Yup, switching the devices to a static IP should do what you want. The only real draw back I can see is the very minor inconvenience of adding a new device. Or you could leave everything to dhcp and just make an entry for all 172.168.1.0/24, or whatever your lan ip range may be. That would present a security threat if someone was physically on location, though. Anywho, yeah, no big down-side I personally see and you can totally run that setup.


----------



## hammerscrazy (Sep 19, 2012)

thanks for that i think i will go with your idea of using the ip range


----------



## Wand3r3r (Sep 17, 2010)

"at the present it is set to low but would perfer it to be high but at present all network divices are set to automaticaly assigned IP's so i take it i would need to set these to fixed IP's "

Static [fixed] ips have nothing to do with your issue.

What the qnas is asking you is the SECURITY LEVEL ON THE NAS. 

HIGH means you need to input users [like your account] to access the nas
Medium appears to mean [vague] deny users on the list
Low means open access on your lan

You should consult the manual concerning this for clarification.

If deciding to assign static ips, and this has nothing to do with security, make sure to use ips NOT in the dhcp range or you will have a ip conflict. You may need to reduce the scope of ips being used by dhcp to accomplish this in the router.


----------



## hammerscrazy (Sep 19, 2012)

*hi*
*i decided to set to the setting to high & place a ip range in list, the ip address of the gateway is ***.***.2.1 so i set the range to ***.***.2.2 - ***.***.2.26 not sure if this is correct but as router is connected to a 24 port switch it seemed the right thing to do*
*however now i an getting the following regular warning emails from the nas : *

*[Security] Access Violation from ***.***.2.1 with UDP (port=1900)

**[Security] Access Violation from 64.26.187.150 with TCP (port=80)
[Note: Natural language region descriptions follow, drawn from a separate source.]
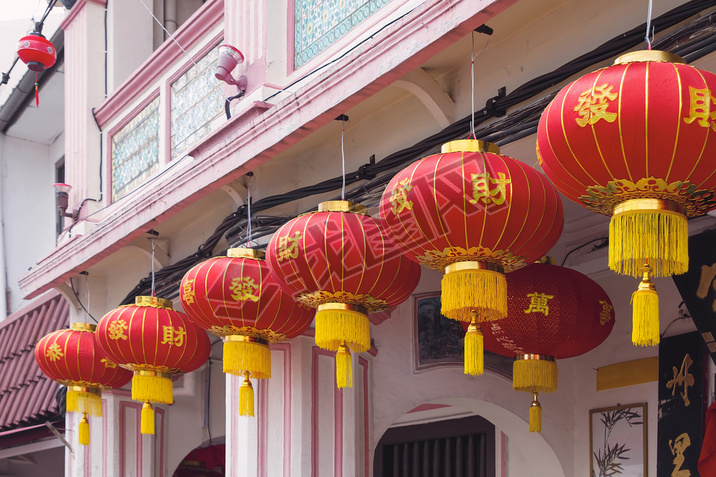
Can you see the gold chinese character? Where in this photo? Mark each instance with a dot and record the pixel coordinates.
(538, 303)
(606, 314)
(188, 290)
(678, 446)
(682, 377)
(117, 329)
(700, 108)
(243, 289)
(399, 196)
(488, 189)
(173, 336)
(54, 352)
(288, 246)
(706, 281)
(593, 103)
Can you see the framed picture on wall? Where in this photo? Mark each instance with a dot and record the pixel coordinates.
(617, 441)
(439, 341)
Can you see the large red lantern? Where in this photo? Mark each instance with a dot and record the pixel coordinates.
(474, 214)
(636, 141)
(154, 341)
(72, 358)
(339, 261)
(236, 298)
(553, 313)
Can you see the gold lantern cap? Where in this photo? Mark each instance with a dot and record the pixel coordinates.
(649, 55)
(241, 252)
(470, 145)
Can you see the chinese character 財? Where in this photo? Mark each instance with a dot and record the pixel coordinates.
(593, 103)
(538, 303)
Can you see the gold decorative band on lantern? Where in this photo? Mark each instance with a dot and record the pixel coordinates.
(649, 55)
(342, 307)
(470, 265)
(534, 357)
(153, 301)
(246, 339)
(77, 326)
(634, 205)
(469, 145)
(342, 206)
(241, 252)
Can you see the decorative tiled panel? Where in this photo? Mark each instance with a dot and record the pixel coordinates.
(197, 99)
(320, 23)
(135, 151)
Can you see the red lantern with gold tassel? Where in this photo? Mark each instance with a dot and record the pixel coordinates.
(235, 297)
(339, 261)
(636, 141)
(553, 313)
(474, 214)
(156, 342)
(72, 358)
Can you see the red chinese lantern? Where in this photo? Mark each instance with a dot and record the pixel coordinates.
(38, 53)
(155, 342)
(475, 215)
(236, 298)
(339, 261)
(553, 313)
(636, 141)
(72, 358)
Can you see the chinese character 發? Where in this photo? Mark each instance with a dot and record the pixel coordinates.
(700, 108)
(488, 189)
(288, 246)
(399, 196)
(682, 377)
(54, 352)
(678, 446)
(538, 303)
(173, 336)
(243, 289)
(117, 329)
(593, 103)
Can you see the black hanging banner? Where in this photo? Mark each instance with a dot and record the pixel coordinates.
(682, 386)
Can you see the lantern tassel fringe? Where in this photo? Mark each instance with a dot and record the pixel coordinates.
(84, 402)
(152, 388)
(243, 356)
(344, 367)
(147, 419)
(535, 415)
(336, 327)
(246, 398)
(474, 350)
(645, 313)
(659, 236)
(534, 374)
(467, 291)
(83, 430)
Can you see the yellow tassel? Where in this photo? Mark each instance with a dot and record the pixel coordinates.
(336, 326)
(645, 312)
(83, 430)
(537, 373)
(660, 237)
(344, 367)
(474, 355)
(469, 291)
(84, 402)
(147, 419)
(151, 387)
(246, 397)
(245, 356)
(535, 415)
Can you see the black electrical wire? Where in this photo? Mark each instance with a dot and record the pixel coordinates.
(168, 277)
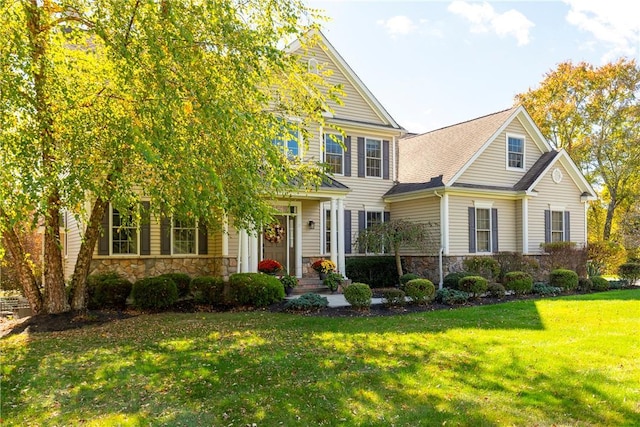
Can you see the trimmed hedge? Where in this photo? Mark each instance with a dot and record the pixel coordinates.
(565, 279)
(358, 295)
(599, 283)
(377, 271)
(183, 282)
(394, 298)
(452, 280)
(474, 285)
(154, 293)
(408, 276)
(208, 290)
(108, 290)
(255, 289)
(519, 282)
(421, 291)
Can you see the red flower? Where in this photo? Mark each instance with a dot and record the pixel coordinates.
(269, 266)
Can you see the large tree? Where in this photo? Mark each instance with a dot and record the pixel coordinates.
(594, 113)
(177, 102)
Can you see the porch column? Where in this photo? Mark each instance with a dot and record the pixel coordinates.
(525, 226)
(340, 227)
(298, 244)
(253, 253)
(334, 231)
(244, 252)
(225, 236)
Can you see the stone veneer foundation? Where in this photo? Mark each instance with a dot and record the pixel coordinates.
(138, 268)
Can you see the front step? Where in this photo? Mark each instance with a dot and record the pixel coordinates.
(306, 285)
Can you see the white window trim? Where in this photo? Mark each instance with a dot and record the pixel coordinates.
(196, 242)
(111, 237)
(369, 138)
(487, 207)
(324, 151)
(524, 151)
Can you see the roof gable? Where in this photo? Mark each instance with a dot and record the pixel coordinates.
(360, 104)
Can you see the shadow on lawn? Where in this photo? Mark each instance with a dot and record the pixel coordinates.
(210, 369)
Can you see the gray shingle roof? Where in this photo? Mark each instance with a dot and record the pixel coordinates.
(443, 152)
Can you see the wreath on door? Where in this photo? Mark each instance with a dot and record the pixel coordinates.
(274, 233)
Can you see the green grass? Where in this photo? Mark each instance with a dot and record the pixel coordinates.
(562, 361)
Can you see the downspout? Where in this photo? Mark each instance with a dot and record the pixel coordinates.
(441, 251)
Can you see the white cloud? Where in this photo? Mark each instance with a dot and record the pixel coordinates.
(484, 19)
(613, 22)
(398, 25)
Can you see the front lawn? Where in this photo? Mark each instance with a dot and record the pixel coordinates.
(563, 361)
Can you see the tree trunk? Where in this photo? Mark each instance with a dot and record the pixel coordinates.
(27, 280)
(55, 293)
(81, 271)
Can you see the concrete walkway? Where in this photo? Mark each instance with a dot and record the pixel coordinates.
(338, 300)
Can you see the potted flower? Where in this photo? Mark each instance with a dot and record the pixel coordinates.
(289, 283)
(332, 281)
(323, 266)
(269, 266)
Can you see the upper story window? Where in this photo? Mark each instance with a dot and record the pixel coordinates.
(483, 230)
(373, 157)
(333, 153)
(557, 226)
(515, 152)
(184, 237)
(124, 233)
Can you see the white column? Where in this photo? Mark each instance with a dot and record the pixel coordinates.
(444, 223)
(340, 227)
(298, 244)
(334, 231)
(525, 226)
(225, 236)
(244, 252)
(253, 253)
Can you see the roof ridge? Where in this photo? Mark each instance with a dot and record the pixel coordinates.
(463, 122)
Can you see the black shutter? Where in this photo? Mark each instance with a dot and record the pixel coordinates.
(385, 159)
(362, 224)
(361, 160)
(165, 236)
(347, 156)
(494, 230)
(347, 232)
(472, 230)
(547, 226)
(145, 228)
(103, 239)
(203, 240)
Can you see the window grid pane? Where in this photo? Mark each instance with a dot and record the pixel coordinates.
(483, 230)
(373, 157)
(124, 234)
(184, 237)
(333, 153)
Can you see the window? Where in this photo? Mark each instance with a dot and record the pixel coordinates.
(327, 231)
(515, 152)
(184, 237)
(373, 157)
(333, 153)
(124, 233)
(557, 226)
(289, 142)
(483, 230)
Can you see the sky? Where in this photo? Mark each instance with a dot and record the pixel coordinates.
(437, 63)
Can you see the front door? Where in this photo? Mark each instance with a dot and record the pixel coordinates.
(278, 241)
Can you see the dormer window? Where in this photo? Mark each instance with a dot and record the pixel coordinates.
(515, 152)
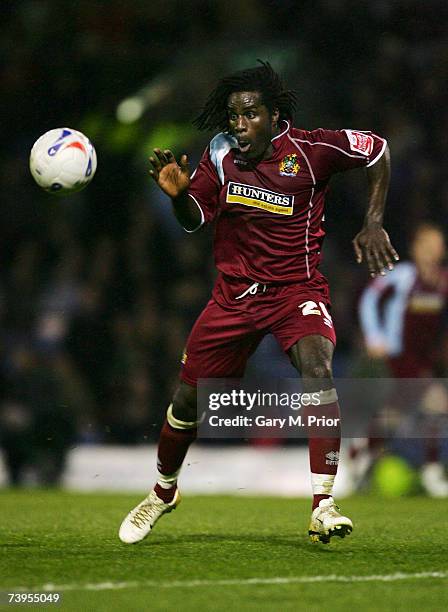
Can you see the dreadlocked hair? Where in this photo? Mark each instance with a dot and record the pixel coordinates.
(263, 79)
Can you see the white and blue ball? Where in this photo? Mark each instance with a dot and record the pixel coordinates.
(63, 161)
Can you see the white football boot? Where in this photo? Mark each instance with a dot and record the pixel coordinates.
(327, 522)
(139, 522)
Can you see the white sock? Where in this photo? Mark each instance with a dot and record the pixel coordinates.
(322, 484)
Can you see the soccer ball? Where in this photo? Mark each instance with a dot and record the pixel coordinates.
(63, 161)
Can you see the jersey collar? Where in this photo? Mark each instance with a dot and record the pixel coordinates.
(285, 129)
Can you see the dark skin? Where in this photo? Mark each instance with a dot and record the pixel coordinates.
(254, 126)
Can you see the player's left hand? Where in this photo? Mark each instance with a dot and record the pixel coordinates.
(373, 245)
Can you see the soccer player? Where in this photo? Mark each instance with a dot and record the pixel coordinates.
(403, 320)
(263, 183)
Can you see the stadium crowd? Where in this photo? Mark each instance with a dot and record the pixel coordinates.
(98, 291)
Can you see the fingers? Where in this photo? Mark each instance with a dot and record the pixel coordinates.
(158, 161)
(184, 165)
(358, 251)
(169, 157)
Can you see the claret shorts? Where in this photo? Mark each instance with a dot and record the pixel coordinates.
(241, 312)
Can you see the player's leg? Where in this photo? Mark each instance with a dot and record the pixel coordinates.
(312, 356)
(178, 432)
(219, 346)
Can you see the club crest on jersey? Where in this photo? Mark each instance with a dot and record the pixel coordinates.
(257, 197)
(289, 166)
(360, 142)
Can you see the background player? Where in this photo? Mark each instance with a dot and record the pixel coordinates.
(403, 320)
(263, 183)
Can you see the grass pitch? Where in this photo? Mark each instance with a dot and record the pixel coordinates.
(225, 553)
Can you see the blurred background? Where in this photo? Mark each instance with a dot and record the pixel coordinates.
(98, 291)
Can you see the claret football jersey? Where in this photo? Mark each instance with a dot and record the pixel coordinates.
(268, 216)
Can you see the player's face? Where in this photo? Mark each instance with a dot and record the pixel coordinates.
(252, 124)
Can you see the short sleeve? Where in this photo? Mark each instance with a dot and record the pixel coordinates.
(204, 188)
(339, 150)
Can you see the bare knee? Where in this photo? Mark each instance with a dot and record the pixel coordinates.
(316, 369)
(185, 403)
(313, 356)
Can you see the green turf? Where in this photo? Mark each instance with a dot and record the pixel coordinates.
(66, 538)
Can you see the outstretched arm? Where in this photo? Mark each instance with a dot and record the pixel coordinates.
(372, 242)
(174, 180)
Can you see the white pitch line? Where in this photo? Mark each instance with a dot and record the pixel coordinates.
(134, 584)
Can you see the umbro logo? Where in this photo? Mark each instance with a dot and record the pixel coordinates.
(332, 458)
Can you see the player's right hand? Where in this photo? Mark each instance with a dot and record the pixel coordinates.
(172, 177)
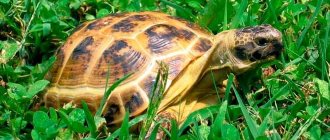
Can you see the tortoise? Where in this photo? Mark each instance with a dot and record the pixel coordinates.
(135, 43)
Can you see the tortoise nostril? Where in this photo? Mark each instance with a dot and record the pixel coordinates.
(261, 41)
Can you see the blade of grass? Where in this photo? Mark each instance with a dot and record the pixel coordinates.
(228, 87)
(199, 114)
(306, 125)
(154, 131)
(124, 129)
(174, 130)
(107, 94)
(134, 121)
(323, 49)
(178, 7)
(238, 17)
(252, 125)
(225, 16)
(215, 86)
(219, 121)
(158, 90)
(309, 23)
(272, 99)
(90, 120)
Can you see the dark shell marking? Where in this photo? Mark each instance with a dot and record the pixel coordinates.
(161, 37)
(128, 24)
(134, 102)
(112, 109)
(81, 48)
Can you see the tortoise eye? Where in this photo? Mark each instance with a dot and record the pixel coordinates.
(262, 41)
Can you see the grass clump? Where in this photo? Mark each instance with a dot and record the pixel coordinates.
(291, 103)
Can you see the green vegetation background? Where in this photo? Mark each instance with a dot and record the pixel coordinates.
(292, 103)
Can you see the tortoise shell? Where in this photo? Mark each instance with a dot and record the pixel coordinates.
(123, 44)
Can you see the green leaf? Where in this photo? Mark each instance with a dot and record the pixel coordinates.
(201, 114)
(314, 133)
(230, 132)
(18, 89)
(36, 88)
(102, 13)
(252, 125)
(41, 121)
(124, 129)
(77, 119)
(323, 88)
(174, 130)
(219, 121)
(5, 1)
(7, 51)
(108, 92)
(90, 120)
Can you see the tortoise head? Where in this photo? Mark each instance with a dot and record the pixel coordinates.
(244, 48)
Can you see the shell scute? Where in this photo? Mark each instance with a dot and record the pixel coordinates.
(122, 57)
(123, 44)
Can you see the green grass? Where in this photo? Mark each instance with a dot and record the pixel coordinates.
(292, 103)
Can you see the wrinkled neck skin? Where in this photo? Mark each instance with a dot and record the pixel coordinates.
(222, 56)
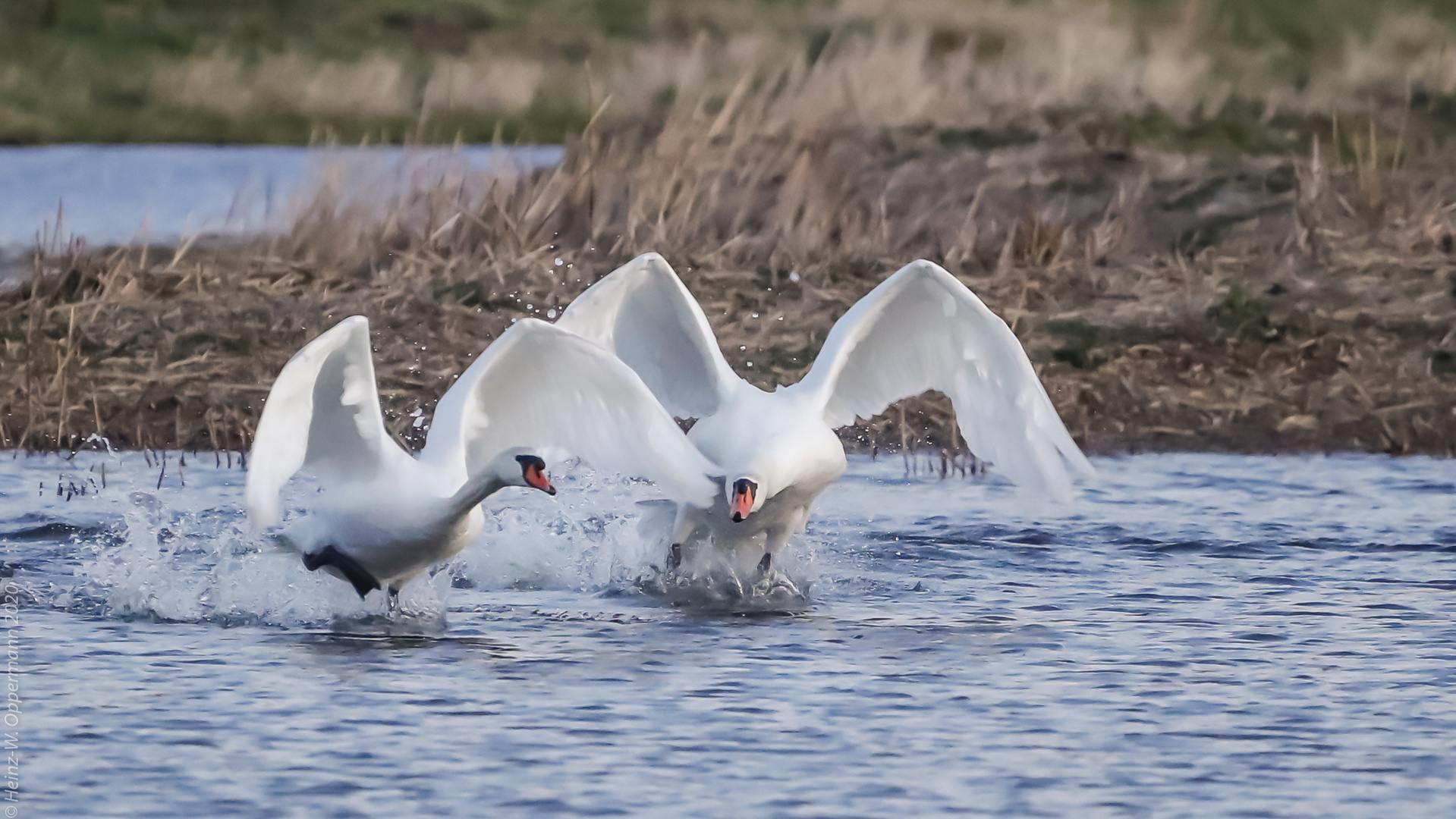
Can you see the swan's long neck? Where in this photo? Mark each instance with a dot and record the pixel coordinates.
(476, 489)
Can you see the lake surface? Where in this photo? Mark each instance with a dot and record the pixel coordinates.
(120, 194)
(1194, 636)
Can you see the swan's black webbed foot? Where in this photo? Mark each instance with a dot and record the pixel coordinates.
(353, 572)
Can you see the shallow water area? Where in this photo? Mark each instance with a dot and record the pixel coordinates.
(140, 194)
(1194, 636)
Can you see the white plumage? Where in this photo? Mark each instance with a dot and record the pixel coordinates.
(382, 516)
(919, 331)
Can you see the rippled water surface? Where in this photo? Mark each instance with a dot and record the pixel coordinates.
(1196, 636)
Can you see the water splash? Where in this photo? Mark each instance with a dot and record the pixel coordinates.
(184, 551)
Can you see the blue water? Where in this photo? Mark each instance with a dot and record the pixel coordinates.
(1194, 636)
(120, 194)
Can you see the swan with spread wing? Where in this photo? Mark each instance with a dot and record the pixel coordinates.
(919, 331)
(382, 516)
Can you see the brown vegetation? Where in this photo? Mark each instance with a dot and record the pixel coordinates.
(1172, 294)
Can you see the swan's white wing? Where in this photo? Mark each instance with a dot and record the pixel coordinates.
(546, 389)
(322, 413)
(643, 313)
(922, 329)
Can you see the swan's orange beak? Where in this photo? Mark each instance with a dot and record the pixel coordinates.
(533, 470)
(741, 505)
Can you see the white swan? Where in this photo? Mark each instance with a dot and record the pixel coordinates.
(919, 331)
(382, 516)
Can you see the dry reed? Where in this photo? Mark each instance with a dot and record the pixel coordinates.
(1169, 299)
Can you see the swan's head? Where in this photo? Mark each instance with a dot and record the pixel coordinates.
(523, 467)
(743, 498)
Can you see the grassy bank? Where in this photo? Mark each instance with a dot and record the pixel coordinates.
(1184, 74)
(1206, 300)
(1213, 226)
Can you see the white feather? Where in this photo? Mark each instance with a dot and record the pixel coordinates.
(922, 329)
(545, 389)
(644, 316)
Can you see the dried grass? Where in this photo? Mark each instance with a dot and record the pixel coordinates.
(1169, 300)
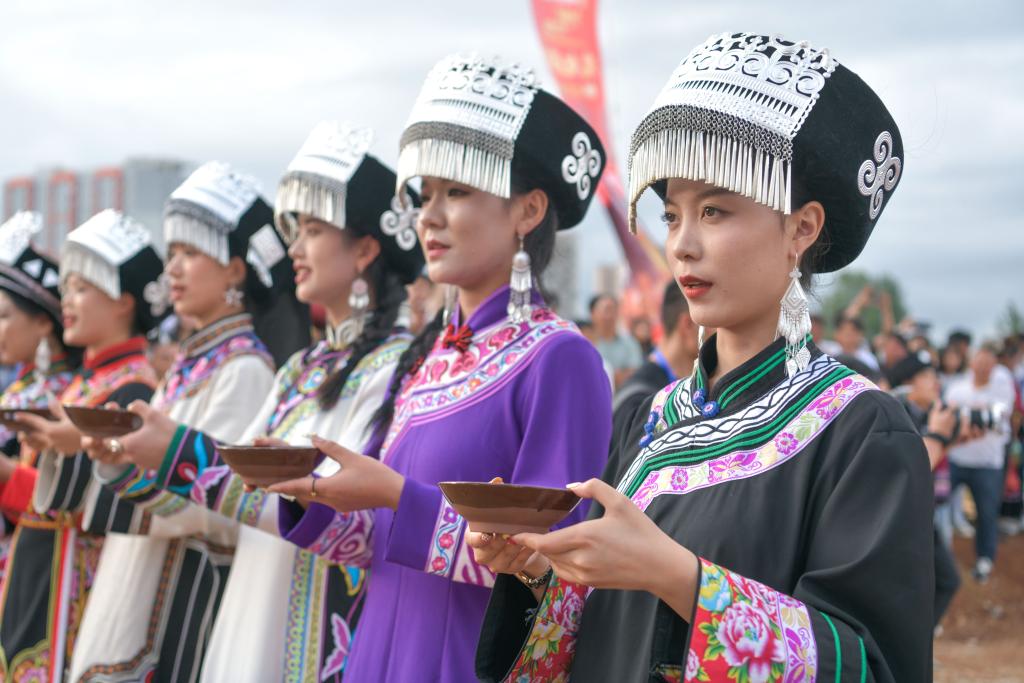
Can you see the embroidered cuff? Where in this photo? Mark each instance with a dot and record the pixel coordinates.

**[Security] Access Violation from 223.255.179.115 with TCP(port=80)
*
*so whats going on bit concerned about the latter two *

*below is from manual​*
*



Security Level​

Click to expand...

*


> *Specify the IP address or the network domain from which the connections to the NAS are allowed or*
> *denied. When the connection of a host server is denied, all the protocols of that server are not allowed*
> *to connect to the NAS.*
> *After changing the settings, click "Apply" to save the changes. The network services will be restarted*
> *and current connections to the NAS will be terminated.*​


----------



## Wand3r3r (Sep 17, 2010)

I secure my Nas by not entering a gateway entry in its tcp/ip properties. This results in it not being accessable from the internet.

I would suggest you fully review the manual for this nas so you understand what it is you are doing.


----------